Help needed from trade, business and workplace reporters re: e-discovery planning

By Patrick Eitenbichler


We read a lot in the press about e-discovery technologies and the business risks and challenges associated with responding to litigation requests.  The issues around capturing, archiving and managing content like email is widespread, in large part because of the attention garnered by compliance and government regulations from the Federal Rules of Civil Procedure and Freedom of Information.


What we aren’t seeing much of in the mainstream IT trades is advice and learnings from the trenches that isn’t purely technology focused. Creating a proactive regulatory governance strategy is as much about the cultural implications and pressures placed on the current workforce as it is about how to select the best ‘widget’ that meets customer demands.
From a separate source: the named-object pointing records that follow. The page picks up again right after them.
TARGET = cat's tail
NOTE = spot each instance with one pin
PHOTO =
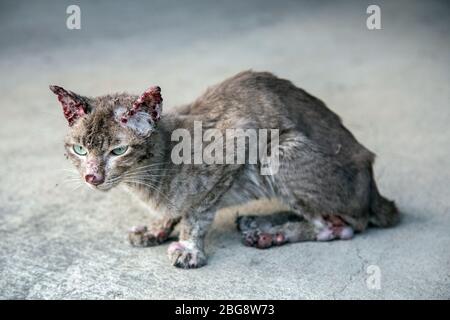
(383, 212)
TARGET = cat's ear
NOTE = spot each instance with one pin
(74, 107)
(145, 112)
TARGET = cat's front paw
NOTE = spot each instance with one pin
(140, 236)
(184, 254)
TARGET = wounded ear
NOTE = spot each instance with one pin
(145, 112)
(74, 106)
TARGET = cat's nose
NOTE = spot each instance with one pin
(94, 179)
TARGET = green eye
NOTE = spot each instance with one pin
(80, 150)
(119, 150)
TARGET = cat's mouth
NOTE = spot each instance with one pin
(105, 186)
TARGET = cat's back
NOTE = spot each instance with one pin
(261, 100)
(263, 96)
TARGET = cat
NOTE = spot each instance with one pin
(324, 176)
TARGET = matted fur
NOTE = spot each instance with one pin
(325, 175)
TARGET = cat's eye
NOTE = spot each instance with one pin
(119, 150)
(79, 150)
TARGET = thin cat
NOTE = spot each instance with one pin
(324, 176)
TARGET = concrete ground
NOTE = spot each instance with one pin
(390, 86)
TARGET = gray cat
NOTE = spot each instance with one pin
(324, 175)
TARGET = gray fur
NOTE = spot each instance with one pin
(325, 175)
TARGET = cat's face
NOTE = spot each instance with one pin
(109, 135)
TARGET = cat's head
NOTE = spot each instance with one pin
(109, 135)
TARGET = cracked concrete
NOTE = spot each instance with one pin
(391, 87)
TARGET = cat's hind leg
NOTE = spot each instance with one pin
(157, 233)
(274, 230)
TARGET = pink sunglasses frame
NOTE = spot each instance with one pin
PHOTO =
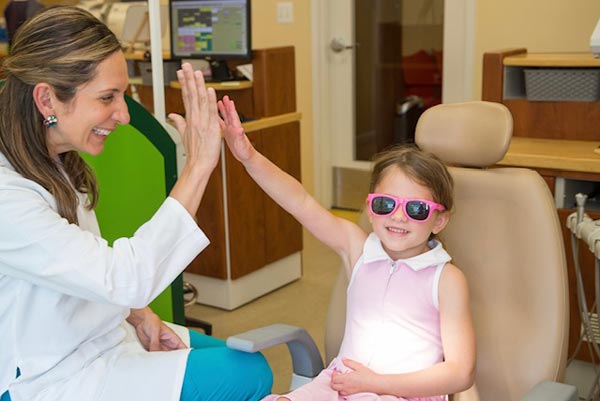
(403, 201)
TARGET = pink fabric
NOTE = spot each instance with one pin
(392, 321)
(320, 390)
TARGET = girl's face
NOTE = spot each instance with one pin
(402, 237)
(94, 112)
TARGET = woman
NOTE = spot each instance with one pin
(74, 321)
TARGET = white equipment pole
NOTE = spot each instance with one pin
(158, 88)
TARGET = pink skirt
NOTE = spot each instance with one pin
(320, 390)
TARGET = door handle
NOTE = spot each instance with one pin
(338, 45)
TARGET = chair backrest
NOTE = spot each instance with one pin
(504, 234)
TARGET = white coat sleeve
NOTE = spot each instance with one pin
(41, 247)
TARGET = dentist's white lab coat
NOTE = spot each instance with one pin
(65, 295)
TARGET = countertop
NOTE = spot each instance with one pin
(558, 154)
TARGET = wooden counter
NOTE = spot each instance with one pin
(552, 60)
(556, 154)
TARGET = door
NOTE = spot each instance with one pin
(361, 51)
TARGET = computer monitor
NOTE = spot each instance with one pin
(210, 29)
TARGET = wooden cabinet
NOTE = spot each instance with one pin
(258, 230)
(271, 92)
(255, 245)
(556, 138)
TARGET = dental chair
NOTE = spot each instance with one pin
(504, 234)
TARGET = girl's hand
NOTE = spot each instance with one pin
(237, 141)
(152, 332)
(357, 381)
(199, 129)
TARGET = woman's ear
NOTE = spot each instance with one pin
(43, 98)
(441, 220)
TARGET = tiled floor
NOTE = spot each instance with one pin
(302, 303)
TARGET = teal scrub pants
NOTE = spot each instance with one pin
(216, 373)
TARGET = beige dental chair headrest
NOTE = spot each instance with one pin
(480, 143)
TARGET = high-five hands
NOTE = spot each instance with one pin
(200, 129)
(238, 143)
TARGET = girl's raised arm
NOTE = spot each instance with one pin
(344, 237)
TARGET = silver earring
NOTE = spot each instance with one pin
(50, 121)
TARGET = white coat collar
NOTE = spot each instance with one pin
(4, 162)
(373, 251)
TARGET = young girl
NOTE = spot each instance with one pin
(408, 326)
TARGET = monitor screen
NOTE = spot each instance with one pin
(210, 29)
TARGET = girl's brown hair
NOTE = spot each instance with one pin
(422, 167)
(61, 46)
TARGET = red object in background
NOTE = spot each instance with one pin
(422, 73)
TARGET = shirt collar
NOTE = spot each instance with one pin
(373, 252)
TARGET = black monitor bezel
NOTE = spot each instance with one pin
(213, 56)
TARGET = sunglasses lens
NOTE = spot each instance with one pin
(417, 210)
(382, 205)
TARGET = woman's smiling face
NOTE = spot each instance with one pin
(94, 112)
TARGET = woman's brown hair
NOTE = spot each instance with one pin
(61, 46)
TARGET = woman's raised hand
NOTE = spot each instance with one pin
(237, 141)
(199, 130)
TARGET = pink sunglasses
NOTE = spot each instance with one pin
(418, 210)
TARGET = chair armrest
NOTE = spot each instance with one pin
(552, 391)
(306, 358)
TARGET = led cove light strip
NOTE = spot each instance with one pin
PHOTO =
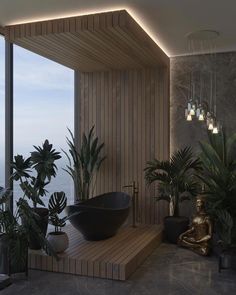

IT people, records managers and legal people have not traditionally worked side by side.  They don’t typically speak the same language.  Just like the 90s forced business and IT types to align priorities, the e-discovery market is creating a new wave of needs for cross-business functional areas to communicate, partner and come together to form integrated plans.


Companies need best practices from those leading the pack in breaking down these organizational silos.


Living in a highly litigious environment is a reality we aren’t going to escape.  Issues like overcoming functional role stereotypes, enlisting the help of project management professionals, ‘meet and confer’ intermediaries, regional implications of legislation and compliance demands, and specialized training for e-discovery planning have not yet been exposed to the fullest by mainstream media.


I’d love to see more trade, business and even workplace reporters cover the changing roles of organizations as they attempt to do cross-functional proactive e-discovery planning.